Key Experimental Results¶
Planning Horizon (nMI Decay Patterns)¶
| Task | nMI Decay Rate | Interpretation |
|---|---|---|
| CFG (context-free grammar) | Rapid decay; drops to 1/5 of initial value at \(\tau\)=10 | Short horizon, local planning |
| PF-Short (4-node path) | nMI increases at \(\tau\)>1 | Non-myopic; prefix encodes subsequent nodes |
| PF-Long (6-node path) | nMI remains high at intermediate nodes | Long-horizon planning |
Branch Awareness¶
| Model | PF-Short MI Ratio | PF-Short Accuracy | PF-Long MI Ratio | PF-Long Accuracy |
|---|---|---|---|---|
| NTP | 7.60±0.78 | 0.92 | 1.45±0.01 | 0.60 |
| MTP | 6.29±0.17 | 0.88 | 1.82±0.27 | 0.85 |
Key Findings¶
- Planning horizon is task-dependent: nMI decays rapidly on CFG (short-horizon planning) but remains high or even increases on PF (long-horizon planning).

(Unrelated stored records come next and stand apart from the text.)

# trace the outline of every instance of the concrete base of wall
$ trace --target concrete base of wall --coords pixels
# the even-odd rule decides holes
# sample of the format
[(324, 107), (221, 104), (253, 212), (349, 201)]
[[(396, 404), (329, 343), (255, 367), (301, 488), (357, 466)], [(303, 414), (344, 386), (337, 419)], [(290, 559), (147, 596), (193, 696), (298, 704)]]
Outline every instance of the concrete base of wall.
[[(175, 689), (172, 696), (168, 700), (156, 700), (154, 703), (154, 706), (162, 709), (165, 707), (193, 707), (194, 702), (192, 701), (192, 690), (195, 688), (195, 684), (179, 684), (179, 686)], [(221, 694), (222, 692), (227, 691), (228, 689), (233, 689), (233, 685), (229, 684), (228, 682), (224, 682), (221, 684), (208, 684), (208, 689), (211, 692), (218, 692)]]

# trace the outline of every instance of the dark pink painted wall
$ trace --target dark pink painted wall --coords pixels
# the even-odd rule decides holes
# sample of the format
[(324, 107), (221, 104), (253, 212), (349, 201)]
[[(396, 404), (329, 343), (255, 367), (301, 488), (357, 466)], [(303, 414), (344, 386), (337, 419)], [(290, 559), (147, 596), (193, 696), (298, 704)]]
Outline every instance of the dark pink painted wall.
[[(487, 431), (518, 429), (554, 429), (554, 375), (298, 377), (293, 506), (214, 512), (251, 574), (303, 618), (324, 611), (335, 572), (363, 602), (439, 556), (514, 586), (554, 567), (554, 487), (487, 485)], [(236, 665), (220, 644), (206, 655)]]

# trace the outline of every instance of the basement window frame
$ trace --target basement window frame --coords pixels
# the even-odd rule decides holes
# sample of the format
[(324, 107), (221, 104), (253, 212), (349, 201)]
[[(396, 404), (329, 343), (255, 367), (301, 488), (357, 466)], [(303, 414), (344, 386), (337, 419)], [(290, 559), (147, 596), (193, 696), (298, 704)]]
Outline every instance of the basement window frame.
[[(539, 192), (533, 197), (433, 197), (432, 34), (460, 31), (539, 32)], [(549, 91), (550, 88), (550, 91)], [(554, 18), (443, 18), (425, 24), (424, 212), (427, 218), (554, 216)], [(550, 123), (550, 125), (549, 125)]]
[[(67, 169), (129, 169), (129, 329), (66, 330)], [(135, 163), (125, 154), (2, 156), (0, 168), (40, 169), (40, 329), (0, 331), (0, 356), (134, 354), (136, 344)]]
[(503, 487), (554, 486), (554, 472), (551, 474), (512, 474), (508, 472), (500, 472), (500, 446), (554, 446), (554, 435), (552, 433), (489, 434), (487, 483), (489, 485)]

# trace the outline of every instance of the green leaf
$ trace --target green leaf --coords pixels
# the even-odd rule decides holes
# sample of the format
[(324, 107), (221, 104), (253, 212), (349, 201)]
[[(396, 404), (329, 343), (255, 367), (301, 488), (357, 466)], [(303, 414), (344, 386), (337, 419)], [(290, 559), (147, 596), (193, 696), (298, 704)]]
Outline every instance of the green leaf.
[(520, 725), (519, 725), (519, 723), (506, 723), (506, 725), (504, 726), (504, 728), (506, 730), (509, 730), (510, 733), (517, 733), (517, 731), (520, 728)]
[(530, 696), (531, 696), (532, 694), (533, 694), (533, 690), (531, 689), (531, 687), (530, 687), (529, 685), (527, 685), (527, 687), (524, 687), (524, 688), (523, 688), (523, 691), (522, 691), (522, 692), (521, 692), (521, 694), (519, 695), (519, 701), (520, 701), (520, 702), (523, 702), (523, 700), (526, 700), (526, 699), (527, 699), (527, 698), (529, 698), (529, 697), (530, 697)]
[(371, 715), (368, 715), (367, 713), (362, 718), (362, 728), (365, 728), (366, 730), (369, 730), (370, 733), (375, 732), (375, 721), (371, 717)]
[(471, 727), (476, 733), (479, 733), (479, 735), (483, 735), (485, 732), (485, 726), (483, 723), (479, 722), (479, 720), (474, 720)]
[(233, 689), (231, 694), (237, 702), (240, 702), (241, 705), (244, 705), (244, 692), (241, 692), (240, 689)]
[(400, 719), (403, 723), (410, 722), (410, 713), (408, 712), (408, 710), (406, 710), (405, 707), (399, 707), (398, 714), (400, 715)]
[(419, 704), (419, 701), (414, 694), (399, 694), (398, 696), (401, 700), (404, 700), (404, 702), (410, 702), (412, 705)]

- On the PF task, nMI at the second intermediate node is higher than at the first, potentially suggesting a "backward-from-goal" reasoning strategy.
- Branch awareness is genuine: MI ratios far exceed 1 (reaching 7.6 on PF-Short), confirming that the model retains information about unchosen correct paths.
- MTP training marginally reduces myopic behavior, but the difference between NTP and MTP is not substantial.
- Next-token decisions rely primarily on high-layer and recent computational blocks (recency effect).
Highlights & Insights¶
- The VQ-VAE + MI analytical framework is broadly applicable—it avoids the probe confounding problem and the manual engineering required by circuit discovery.
- The finding that models internally retain information about alternative paths has important implications for understanding the robustness of language models.
- The higher nMI at the second node than the first in the PF task suggests implicit "backward planning," consistent with human problem-solving strategies.
Limitations & Future Work¶
- VQ-VAE compression inevitably incurs information loss, making the absolute values of MI estimates unreliable; the authors acknowledge that only relative trends are analyzed.
- Experiments are conducted on GPT-3 Small (~125M parameters); planning behavior in larger models may differ.
- Analysis on natural language (OpenWebText) is limited to diagnosing computational history and does not extend to horizon or branch analysis.
- Inconsistencies in NTP/MTP differences may be related to model scale.
Related Work & Insights¶
- vs. Linear Probes: Probes introduce additional expressive capacity that confounds results; the VQ-VAE + MI approach is immune to this issue.
- vs. Circuit Discovery: Circuit discovery requires extensive manual engineering and does not scale readily; the proposed framework is automated and general-purpose.
Rating¶
- Novelty: ⭐⭐⭐⭐⭐ The VQ-VAE + MI analysis paradigm is entirely novel, and the three analytical dimensions are elegantly designed.
- Experimental Thoroughness: ⭐⭐⭐⭐ Three task types provide broad coverage, though model scale is limited.
- Writing Quality: ⭐⭐⭐⭐ Framework is rigorous, equations are clear, and appendices are highly detailed.
- Value: ⭐⭐⭐⭐ Provides a new tool for LM interpretability, though practical application scenarios remain limited.